He then presented different shelter managers who had embraced this effort so that they could speak about their experiences: Like the one who came into an open admission facility with a 65% rate of killing and reduced it to under 4% in one year. And another who took over a shelter once described as “hopelessly overcrowded” but now has a 97% save rate. And still another that has seen enforcement decline 70% after going from a punitive philosophy to one that makes it easy for people to do the right thing, through a series of community based incentives such as free and low-cost spay/neuter. It was like a dream.
Up is down, down is up

But it was not Wayne Pacelle of the Humane Society of the United States at the podium. It was not Ed Sayres of the ASPCA. The shelters with better than 90% save rates were not in cities with names like Charlottesville, Reno, or Tompkins County. Instead, they were in cities called Wellington, Waiheke, and Waihi. I was over 6,000 miles from the U.S., in New Zealand. The speaker was Bob Kerridge representing the Royal New Zealand SPCA, the national organization that oversees all SPCAs in the country. And he was providing that which Pacelle and Sayres, staunch proponents of shelter killing in this country, have proven themselves incapable of: leadership.


Kianna~ said...

This sounds hopeful....but only on the level of the shelters...doing more adotions, and not killing animals due to simple treatable illnesses.

It sounds hopeful that those people who make their lives trying to do the right thing can continue to save lives implementing the old no-kill equation, so that TNR can come back into the picture---keep animals from entering the shelters and encourage people to spay and neuter, go back to TNR---leave animals alone (apart form s/n), allow animals to go back to the place where they were born and allow them to be happy.

But what about the fact that the damage has already been done to so many people who were trying to do the right thing? The damage has been done to millions of animals and their people, certainly thousands and thousands since Ed Boks left the department.

Ed Boks leaves and the ACTF goes out in search of those whose lives they can destroy---and they have. More people than we can imagine. Those people and animals aren't happy. Those people are destroyed and their animals have died at the hands of these bully girls and their snitch volunteers.

What about the fact that the kennel law still only allows 3 animals and criminalizes any more than that.
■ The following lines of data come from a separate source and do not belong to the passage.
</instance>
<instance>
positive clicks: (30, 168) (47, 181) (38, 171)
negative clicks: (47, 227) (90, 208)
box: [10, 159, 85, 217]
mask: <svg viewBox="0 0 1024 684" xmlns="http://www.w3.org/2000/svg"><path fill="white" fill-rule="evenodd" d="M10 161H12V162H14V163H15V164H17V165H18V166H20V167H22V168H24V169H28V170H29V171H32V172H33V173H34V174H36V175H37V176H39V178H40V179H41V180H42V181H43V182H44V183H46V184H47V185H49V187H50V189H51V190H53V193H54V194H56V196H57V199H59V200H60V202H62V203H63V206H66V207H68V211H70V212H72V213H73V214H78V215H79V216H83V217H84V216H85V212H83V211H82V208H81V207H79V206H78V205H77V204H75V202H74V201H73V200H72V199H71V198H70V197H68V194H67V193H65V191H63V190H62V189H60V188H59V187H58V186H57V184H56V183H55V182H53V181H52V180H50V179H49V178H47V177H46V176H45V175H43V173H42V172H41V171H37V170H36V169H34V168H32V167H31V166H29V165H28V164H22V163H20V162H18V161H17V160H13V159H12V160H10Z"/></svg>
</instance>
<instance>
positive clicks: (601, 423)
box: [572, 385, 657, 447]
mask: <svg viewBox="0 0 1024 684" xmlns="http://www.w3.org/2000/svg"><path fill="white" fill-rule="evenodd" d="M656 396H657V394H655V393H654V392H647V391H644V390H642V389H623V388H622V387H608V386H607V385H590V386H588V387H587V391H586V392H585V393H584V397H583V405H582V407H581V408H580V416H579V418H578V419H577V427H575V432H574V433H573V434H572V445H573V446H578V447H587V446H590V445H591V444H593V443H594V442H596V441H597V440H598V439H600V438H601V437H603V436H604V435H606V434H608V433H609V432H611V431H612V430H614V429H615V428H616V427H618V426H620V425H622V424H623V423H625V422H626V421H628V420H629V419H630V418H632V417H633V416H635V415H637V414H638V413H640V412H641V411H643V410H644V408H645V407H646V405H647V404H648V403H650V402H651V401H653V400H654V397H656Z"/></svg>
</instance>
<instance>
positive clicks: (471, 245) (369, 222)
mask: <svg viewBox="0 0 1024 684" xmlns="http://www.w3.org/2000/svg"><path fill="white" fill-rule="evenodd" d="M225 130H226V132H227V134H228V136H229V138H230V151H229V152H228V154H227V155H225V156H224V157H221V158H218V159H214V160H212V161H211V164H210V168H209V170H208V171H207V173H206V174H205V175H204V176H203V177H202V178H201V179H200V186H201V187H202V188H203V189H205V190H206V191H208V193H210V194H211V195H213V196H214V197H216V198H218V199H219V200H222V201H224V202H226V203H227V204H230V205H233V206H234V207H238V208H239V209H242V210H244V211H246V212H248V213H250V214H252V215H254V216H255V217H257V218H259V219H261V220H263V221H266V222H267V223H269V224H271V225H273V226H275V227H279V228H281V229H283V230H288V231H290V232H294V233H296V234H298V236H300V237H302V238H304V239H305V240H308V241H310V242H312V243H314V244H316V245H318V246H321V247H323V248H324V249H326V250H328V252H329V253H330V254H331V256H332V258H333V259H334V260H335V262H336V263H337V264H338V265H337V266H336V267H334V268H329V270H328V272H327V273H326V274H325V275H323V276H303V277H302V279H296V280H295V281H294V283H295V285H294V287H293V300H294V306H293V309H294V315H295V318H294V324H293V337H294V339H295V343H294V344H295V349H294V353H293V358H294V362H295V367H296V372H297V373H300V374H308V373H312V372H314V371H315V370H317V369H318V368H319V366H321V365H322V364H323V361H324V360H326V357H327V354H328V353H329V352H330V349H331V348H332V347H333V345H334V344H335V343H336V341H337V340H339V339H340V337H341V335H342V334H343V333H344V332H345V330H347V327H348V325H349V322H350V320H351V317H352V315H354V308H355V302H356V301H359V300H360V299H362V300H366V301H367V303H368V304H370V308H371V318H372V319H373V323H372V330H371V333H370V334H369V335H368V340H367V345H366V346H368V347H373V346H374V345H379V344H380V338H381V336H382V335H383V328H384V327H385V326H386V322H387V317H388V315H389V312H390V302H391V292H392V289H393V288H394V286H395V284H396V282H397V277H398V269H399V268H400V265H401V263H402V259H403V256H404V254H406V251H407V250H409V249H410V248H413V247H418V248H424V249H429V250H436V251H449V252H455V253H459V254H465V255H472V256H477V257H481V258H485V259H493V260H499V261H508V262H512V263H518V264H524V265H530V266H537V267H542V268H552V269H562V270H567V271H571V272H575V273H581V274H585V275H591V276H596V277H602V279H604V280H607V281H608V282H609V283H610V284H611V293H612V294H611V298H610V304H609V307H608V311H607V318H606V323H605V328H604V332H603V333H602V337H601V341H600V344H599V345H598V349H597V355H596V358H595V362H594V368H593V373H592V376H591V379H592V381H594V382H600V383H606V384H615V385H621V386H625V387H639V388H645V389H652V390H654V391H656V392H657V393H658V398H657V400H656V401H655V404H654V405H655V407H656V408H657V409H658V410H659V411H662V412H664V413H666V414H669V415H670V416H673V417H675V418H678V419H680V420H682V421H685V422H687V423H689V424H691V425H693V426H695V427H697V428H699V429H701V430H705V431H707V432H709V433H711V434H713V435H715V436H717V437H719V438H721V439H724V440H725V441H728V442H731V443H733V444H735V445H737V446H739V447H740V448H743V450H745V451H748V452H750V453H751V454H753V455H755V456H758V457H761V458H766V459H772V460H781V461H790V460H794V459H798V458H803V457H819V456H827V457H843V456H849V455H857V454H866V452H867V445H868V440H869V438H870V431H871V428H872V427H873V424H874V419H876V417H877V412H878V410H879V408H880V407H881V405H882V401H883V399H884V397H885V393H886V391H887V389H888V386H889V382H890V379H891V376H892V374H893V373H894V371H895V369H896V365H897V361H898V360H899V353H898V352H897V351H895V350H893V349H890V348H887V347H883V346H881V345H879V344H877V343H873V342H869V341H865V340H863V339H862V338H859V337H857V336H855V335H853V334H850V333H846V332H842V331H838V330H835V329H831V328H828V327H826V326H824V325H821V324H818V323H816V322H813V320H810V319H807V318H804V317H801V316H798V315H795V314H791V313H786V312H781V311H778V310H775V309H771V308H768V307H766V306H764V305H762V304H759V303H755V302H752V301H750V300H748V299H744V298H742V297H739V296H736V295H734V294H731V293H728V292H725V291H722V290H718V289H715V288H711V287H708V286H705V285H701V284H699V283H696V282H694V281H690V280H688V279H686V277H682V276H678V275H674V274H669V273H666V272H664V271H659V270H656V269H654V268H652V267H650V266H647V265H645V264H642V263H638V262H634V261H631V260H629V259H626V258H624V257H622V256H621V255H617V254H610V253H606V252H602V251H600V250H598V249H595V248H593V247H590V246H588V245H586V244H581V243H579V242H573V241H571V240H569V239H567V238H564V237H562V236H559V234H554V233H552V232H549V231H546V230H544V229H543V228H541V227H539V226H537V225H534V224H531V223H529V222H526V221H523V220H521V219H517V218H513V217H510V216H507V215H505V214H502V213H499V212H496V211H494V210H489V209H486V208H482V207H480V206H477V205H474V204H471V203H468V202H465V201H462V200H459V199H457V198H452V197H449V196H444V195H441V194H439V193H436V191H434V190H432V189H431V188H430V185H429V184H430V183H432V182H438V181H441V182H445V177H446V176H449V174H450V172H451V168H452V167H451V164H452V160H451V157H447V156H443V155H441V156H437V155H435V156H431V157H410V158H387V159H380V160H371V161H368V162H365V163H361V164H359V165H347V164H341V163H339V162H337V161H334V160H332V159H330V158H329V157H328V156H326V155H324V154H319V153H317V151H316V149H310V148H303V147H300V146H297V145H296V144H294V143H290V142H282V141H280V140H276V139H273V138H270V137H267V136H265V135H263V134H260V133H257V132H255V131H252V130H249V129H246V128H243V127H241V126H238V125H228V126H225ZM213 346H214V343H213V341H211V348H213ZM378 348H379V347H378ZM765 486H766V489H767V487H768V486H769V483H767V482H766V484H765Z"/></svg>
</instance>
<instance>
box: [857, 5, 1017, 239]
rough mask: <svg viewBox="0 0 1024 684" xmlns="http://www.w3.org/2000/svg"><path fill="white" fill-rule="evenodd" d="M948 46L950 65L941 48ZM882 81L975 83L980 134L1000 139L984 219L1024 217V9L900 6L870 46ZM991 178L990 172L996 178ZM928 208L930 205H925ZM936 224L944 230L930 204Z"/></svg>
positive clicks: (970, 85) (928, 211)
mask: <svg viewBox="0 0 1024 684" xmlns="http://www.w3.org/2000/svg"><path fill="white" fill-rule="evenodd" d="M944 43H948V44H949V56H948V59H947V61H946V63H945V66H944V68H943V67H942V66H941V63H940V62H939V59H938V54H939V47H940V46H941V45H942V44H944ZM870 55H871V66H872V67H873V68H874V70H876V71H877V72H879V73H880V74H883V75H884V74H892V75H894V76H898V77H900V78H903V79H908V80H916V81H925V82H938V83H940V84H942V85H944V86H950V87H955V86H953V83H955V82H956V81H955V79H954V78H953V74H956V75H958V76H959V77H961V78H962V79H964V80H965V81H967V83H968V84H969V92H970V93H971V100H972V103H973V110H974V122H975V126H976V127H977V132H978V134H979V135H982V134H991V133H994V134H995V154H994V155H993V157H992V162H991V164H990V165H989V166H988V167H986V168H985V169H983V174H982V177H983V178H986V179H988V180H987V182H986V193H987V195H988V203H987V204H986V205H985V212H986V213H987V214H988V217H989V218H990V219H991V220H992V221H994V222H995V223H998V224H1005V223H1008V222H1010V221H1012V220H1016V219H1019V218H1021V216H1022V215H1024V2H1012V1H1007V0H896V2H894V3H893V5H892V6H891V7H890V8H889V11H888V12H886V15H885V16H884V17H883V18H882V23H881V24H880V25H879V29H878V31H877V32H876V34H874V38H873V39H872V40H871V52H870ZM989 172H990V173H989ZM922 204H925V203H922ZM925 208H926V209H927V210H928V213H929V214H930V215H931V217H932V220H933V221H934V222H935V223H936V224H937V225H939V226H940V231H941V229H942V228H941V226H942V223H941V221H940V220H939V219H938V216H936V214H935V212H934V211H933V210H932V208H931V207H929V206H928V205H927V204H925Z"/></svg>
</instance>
What about the fact that the no-kill equation will keep pushing adoptions, spay and neuter, and saving lives through TNR, but the law kills them and their people.

Those people who have been ruined doing the right thing have been squashed by a law that has been designed to kill. The spirit within these people has been killed. Their animals have suffered starvation, injury and death at the hands of law enforcement officers and heads of those departments that call themselves animal lovers and protectors of the community.

How do you think those little animals felt when their owner and caretakers (avid TNR folk) weren't allowed to "maintain" them anymore.

How do you think those little animals felt when they wondered why there was no food bowl or water left out for them in the heat of the summer, and their shelters were destroyed and they had to die.

How do you think those little animals felt when people came into their home claiming they were there to protect and serve by virtue of their badges and false allegations were actually there with another motive---one that would make sure those animals and their people died both in spirit and in body simply because they exist and they were happy and well-cared-for.

These little animals had a home and they had love. They had everything they needed. But all that would be taken away from them and their people because they are there and the law demands that they no longer be there.

Where is the happiness for those who have died and whose spirit has been quenched at the hands of these killers of animals and their spirits. Are those animals happy now?

Will we ever get them back? Will their people ever be happy again now that their animals have been killed, just because they were trying to do the right thing for them---as LAW ENFORCEMENT told them to, and later hung those people out to dry?


Anonymous said...

Thank you for your comment, Kianna. I agree with you and also think the no kill movement needs to focus more on keeping animals OUT of the shelters in the first place, through TNR for ferals and low/cost free s/n for owned animals. What many people don't realize is that some "no kill" shelters are still killing feral cats rather than finding ways to prevent them from entering the shelter in the first place. No kill is not just about generating more adoptions.